(Quignonez.)
Cardenal, nacido en el Reino de León, España en 1482;
murió en Veroli, Italia, el 5 de noviembre de 1540. Hijo de Diego
Fernández de Quiñones, el conde Luna, fue educado como
paje del cardenal Jiménez, y a la edad de dieciséis años
entró en la orden de los Frailes Menores en el convento de Los
Ángeles (España), tomando el nombre de Francisco de los
Ángeles (1498). Habiendo completado sus estudios, desempeñó
sucesivamente diferentes cargos de la orden como custodio, comisario
general y ministro general. En 1521 obtuvo permiso especial y facultades
de León X para ir a las misiones en América, junto con
el padre Glapion, O.F.M., confesor de Carlos V, pero Glapion murió
ese mismo año y Quiñones fue elegido comisario general
de los franciscanos ultramontanos (1521-23). En el capítulo general
de la orden en Burgos, en 1523, fue elegido ministro general (1523-27).
Como general, visitó los conventos de España (1523-25),
y una gran parte de Italia y Bélgica (1525-27), promovió
los estudios, mantuvo la disciplina general y no fue menos activo a
favor de las misiones. En 1524 envió a doce misioneros a México,
entre ellos el padre Juan Juárez que después fue el primer
obispo dentro del actual territorio de los Estados Unidos. (Ver Engelhardt,
"Las Misiones y Misioneros de California", San Francisco, 1908, I, 604).
Después del "saco de Roma" y el encarcelamiento de
Clemente VII (mayo de 1527), Quiñones, que se relacionaba a distancia
con Carlos V y era también su confidente, parecía el hombre
más capaz para efectuar la liberación del papa y la plena
reconciliación entre éste y el emperador. Fue enviado
tres veces ante el emperador para este propósito, y sus esfuerzos
se coronaron con el éxito con la liberación de Clemente
(diciembre de 1527), y los tratados de Barcelona (1528) y Cambray (1529).

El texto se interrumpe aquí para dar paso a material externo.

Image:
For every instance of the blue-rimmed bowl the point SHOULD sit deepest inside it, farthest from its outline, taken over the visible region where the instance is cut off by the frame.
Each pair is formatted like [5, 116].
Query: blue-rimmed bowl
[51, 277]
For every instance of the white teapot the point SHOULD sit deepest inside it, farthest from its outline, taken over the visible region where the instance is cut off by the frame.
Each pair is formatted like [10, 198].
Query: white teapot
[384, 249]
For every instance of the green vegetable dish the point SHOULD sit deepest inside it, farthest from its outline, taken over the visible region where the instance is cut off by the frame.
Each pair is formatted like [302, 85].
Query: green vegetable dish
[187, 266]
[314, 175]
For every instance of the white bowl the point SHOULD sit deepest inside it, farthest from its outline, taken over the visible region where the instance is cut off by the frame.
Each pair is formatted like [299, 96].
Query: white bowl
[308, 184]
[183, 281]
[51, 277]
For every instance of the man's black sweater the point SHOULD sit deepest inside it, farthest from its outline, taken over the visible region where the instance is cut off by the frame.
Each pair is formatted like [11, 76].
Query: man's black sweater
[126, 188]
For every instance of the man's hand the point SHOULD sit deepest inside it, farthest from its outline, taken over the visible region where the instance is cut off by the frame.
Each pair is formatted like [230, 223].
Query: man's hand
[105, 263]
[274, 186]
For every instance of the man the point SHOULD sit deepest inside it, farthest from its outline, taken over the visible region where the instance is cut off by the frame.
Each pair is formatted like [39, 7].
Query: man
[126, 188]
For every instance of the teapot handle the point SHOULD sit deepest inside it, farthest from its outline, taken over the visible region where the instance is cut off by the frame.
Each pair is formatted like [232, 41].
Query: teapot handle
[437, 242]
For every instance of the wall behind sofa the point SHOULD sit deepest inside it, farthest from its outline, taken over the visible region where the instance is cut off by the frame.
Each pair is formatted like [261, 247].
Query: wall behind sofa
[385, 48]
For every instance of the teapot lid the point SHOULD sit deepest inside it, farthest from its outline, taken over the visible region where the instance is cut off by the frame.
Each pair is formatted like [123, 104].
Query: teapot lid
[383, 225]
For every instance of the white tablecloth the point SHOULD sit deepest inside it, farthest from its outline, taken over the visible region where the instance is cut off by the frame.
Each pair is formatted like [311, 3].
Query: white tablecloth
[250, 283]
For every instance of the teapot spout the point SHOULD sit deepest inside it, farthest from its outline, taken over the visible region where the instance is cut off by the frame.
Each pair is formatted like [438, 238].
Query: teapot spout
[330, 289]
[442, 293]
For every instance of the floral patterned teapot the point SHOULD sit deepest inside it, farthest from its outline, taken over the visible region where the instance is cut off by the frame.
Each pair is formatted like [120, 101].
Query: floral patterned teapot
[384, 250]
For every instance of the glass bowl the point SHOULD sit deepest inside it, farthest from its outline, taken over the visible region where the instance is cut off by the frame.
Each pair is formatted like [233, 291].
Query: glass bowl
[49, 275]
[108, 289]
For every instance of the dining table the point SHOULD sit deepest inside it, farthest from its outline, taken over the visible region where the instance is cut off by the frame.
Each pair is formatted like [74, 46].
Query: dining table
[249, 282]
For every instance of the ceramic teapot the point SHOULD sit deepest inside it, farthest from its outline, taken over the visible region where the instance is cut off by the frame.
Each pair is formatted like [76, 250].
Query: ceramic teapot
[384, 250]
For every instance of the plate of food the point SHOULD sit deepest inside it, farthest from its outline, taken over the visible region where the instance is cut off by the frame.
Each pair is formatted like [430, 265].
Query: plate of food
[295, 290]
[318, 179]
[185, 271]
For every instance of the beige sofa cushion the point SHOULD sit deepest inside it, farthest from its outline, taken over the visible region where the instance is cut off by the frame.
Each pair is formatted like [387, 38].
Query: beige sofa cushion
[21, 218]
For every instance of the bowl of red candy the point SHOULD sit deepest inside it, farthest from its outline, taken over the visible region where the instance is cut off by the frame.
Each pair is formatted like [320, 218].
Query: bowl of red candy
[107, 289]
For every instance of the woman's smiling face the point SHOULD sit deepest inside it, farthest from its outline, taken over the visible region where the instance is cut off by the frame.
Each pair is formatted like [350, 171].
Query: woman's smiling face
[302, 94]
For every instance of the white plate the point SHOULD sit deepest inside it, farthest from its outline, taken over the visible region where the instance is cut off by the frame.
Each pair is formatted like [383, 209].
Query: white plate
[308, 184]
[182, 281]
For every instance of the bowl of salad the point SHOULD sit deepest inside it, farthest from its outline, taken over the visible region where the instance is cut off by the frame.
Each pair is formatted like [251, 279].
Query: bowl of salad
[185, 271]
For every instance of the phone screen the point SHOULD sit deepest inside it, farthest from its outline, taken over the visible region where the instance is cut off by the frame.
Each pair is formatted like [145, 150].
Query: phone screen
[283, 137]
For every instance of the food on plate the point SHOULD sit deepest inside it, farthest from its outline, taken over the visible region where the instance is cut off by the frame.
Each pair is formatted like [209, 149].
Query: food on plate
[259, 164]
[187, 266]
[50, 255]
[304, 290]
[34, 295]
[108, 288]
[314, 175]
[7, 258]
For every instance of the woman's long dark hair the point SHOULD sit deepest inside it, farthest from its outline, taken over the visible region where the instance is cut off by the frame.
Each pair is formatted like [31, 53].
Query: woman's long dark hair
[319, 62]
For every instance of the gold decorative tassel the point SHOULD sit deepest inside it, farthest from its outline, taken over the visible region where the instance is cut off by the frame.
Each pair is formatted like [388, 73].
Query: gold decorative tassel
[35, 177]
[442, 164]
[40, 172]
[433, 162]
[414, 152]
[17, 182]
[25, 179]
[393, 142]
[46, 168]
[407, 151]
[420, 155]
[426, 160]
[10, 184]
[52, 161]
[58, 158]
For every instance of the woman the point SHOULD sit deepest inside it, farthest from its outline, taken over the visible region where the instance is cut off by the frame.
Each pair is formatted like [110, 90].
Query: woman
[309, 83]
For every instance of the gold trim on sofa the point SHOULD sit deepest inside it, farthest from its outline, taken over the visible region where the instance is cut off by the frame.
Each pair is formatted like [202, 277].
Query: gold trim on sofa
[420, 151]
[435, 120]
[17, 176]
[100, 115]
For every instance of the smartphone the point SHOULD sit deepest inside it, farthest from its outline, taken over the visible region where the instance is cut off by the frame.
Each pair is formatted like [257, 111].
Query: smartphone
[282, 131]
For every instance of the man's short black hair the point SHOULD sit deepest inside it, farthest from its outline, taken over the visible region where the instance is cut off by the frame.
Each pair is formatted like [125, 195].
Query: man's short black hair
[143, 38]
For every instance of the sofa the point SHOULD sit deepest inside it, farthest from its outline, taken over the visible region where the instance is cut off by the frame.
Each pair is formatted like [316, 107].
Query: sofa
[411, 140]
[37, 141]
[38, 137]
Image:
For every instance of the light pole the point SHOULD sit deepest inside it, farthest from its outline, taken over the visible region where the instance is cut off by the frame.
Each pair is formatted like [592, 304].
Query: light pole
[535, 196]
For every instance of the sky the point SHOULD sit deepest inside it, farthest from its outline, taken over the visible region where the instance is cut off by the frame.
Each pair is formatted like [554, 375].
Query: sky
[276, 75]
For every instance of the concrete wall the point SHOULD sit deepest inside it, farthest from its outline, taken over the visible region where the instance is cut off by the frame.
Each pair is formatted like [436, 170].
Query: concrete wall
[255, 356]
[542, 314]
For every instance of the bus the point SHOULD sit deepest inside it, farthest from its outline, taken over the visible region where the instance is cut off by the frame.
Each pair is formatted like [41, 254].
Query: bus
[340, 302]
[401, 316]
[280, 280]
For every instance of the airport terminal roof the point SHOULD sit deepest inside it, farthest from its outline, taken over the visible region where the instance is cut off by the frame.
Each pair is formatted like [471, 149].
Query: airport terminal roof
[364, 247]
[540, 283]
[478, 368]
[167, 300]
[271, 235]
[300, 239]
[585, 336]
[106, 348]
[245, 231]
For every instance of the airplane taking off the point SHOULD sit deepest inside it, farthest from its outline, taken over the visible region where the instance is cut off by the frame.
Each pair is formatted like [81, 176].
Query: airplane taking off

Como estas embajadas hicieron imposible el gobierno eficaz de la orden,
Quiñones renunció al generalato en diciembre de 1527,
y en septiembre del siguiente año fue creado cardinal del título
de Santa Cruz en Jerusalén, de ahí su nombre "Cardenal
de la Santa Cruz". De 1530 a 1533 fue también obispo de Coria,
en España, y durante un tiempo corto, en 1539, administrador
de Acerno (Nápoles), pero nunca fue cardenal obispo de Palestrina,
como afirman algunos autores. El cardenal Quiñones siempre ocupó
una posición distinguida en el Sacro Colegio y siguió
estrechamente el movimiento de la Reforma en Alemania. Cuando Pablo
III contempló la convocatoria de un concilio general en Mantua,
envió (1536) al Cardenal de la Santa Cruz a Fernando I, rey de
los rumanos y de Hungría, para promover esta causa. El cardinal,
sin embargo, no vivió para ver la apertura del Consejo de Trento
en 1545. Su cuerpo se llevó de Veroli a Roma y fue enterrado
en su iglesia titular en una tumba que él se había preparado.
Quiñones dejó algunas recopilaciones legislativas para
su orden, pero es más conocido por su reforma del Breviario romano
emprendida por orden de Clemente VII (ver el BREVIARIO: VI. Las reformas).